If, for example, you would like to save space due to your living situation or if you are often on the go and would like to gamble for an hour in a hotel room in the evening, then it is worth buying a mobile gaming machine. Otherwise, the money you save by buying a desktop gaming variant can be better invested in purchasing a mouse, keyboard or monitor.
You should also be aware that a 15-inch notebook is always slightly cheaper than its 17-inch counterpart. On the other hand, the ventilation is often better in the larger versions since more space is available in the housing.
How much money do I have to spend?
You have to decide which games you prefer to play and how important the topic of graphics power is to you. Our test reflects the price range for gaming devices very well. Although there are also devices under 1,000 euros, you have to reckon with not being able to admire triple-A games in all their pixel splendour. The more graphics you want, the more money you have to invest.
Besides the GPU, the CPU is another important building block of a gaming laptop. Here you have to find a golden path between the two components, the graphics chipset and processor. For example, if you opted for a very fast processor and a slow graphics chip, the GPU would slow this system down – conversely, the processor would become a bottleneck. However, in most cases, the GPUs are throttled a little in clock frequency compared to their desktop variants to save power in this way.

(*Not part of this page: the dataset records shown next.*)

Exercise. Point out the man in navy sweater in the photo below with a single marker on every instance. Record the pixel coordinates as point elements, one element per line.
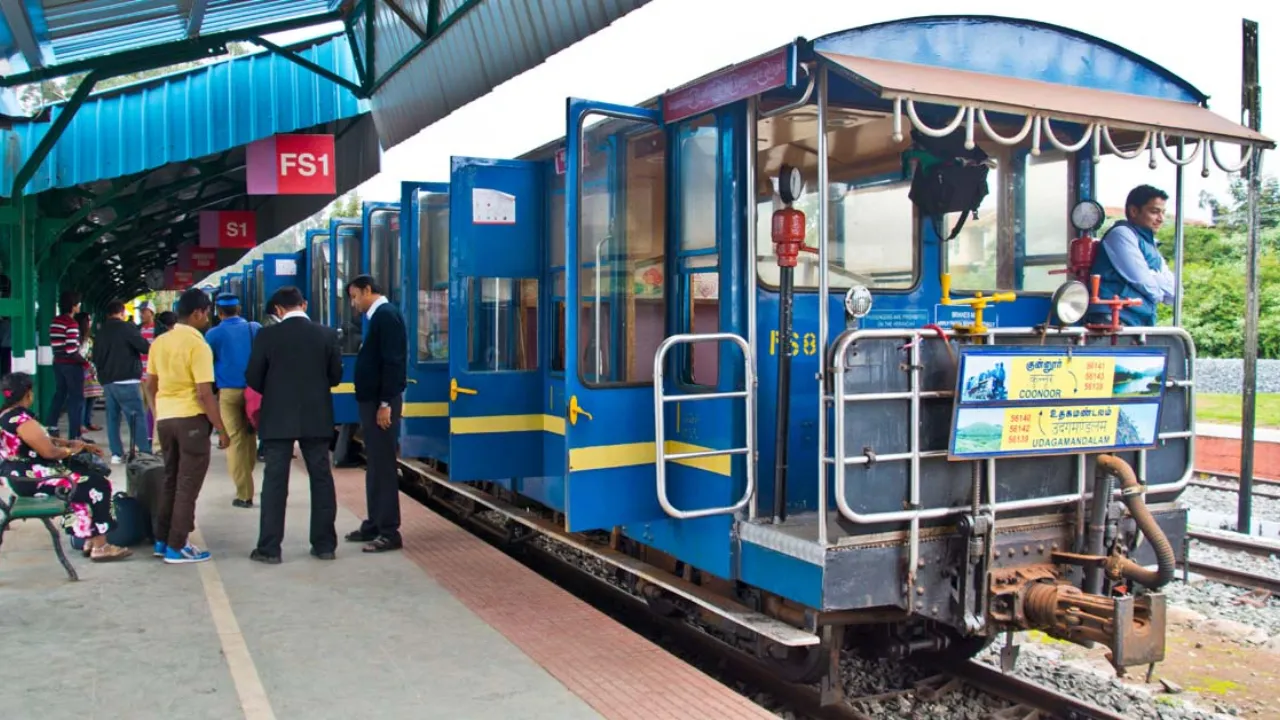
<point>380,378</point>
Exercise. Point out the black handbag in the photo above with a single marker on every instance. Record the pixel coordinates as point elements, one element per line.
<point>87,463</point>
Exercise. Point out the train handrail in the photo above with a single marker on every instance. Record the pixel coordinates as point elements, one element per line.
<point>914,455</point>
<point>661,400</point>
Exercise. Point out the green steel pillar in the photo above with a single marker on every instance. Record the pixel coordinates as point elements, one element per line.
<point>18,237</point>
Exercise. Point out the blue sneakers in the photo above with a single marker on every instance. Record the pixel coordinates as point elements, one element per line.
<point>190,554</point>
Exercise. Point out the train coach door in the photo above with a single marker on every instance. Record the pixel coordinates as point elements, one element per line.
<point>344,251</point>
<point>425,301</point>
<point>616,195</point>
<point>496,247</point>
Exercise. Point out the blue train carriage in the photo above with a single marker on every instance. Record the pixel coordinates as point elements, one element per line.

It is also crucial whether your laptop’s display should have a Full HD or 4K resolution. But the refresh rate also plays a role. If you want a 120 Hz, 144 Hz, or 240 Hz display to display content even more smoothly, that also increases the costs.
What do I do with the games I still have on CD or DVD?
Do you still have a few classics on an optical data medium such as a CD or DVD and find that the device you have selected no longer has a drive and therefore does not know how to install the games? That’s no problem because various manufacturers offer external DVD or Blu-ray drives that you can connect to your notebook via a USB port.
Can I also upgrade a notebook with an external graphics card?
Do you have a current notebook with an internal graphics card solution but don’t want to buy a gaming notebook but still want to play graphically complex games? If your notebook has a USB-C port with at least Thunderbolt 3 functionality, external graphics card housings can be connected to your laptop, which you can then equip with a graphics card of your choice. Incidentally, this option is not only for gamers but also for creative people looking for a solution for video editing, image processing or sound compositions.